The first year Kindra participated in DWFI’s international conference proceedings, she was asked to simply serve as a note-taker along with several others. Another writer was commissioned to write the book of proceedings using all the note-takers’ notes. When the author received Kindra’s notes, however, he used so much of her written summaries that she was given a co-author byline. For the next conference, Kindra was asked to serve as the sole author of the proceedings book. The third engagement for DWFI proceedings will include educational sessions for all notetakers to streamline and shorten the production timeline.

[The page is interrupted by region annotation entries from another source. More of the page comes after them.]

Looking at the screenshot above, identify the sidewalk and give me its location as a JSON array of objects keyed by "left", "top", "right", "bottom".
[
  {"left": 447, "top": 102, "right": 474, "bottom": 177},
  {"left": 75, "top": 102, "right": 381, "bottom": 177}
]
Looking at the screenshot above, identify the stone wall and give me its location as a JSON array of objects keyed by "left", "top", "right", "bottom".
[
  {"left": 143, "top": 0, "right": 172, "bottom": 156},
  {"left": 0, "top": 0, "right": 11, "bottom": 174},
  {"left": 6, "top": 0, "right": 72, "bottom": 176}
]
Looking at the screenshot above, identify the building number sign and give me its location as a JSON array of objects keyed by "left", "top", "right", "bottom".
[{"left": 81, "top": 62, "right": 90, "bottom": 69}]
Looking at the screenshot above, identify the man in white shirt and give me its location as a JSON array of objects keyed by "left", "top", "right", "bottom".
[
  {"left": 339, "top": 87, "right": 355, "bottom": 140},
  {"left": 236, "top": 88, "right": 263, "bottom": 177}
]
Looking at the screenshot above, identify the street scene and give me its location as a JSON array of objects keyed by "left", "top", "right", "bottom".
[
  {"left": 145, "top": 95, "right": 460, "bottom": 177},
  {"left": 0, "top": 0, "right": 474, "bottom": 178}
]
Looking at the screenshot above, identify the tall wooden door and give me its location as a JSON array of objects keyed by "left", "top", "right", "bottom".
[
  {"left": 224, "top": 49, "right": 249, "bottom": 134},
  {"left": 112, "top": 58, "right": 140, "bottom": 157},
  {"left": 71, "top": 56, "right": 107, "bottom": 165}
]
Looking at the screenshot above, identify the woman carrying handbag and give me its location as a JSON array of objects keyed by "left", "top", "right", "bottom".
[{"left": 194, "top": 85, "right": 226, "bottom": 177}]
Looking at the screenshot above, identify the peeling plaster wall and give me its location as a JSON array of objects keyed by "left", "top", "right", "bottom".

The biggest challenge of writing conference proceedings is figuring out how to manage the “fire hose” of information that pours from the mouths of speakers and panel members and from their slides, most of it extremely technical. Kindra possesses a unique ability to pull out the most important points of any talk, even if the material is highly technical and in areas of study not familiar to her. “You quickly comprehend things, which is a rare talent,” says Molly Nance, the institute’s director of communications and public relations. This work is extremely challenging, and Kindra is often called in to “fix” the work of other note-takers who are struggling to organize the material into powerful summaries. Between conference sessions, Kindra is often found getting to know stakeholders from all over the world to better understand the needs, hopes and capabilities of those who are charged with this very important global task. “This is key! By doing this, you become an extension of DWFI,” Molly says.
After writing session summaries, Kindra checks facts, polishes the copy, helps write introductions and transitions, and makes recommendations for layout and organization of the book. Once the layout is completed, she helps proofread, ensuring proper language use. But, more importantly, she ensures the main points are getting across to readers who could be future partners, donors or advocates of the institute.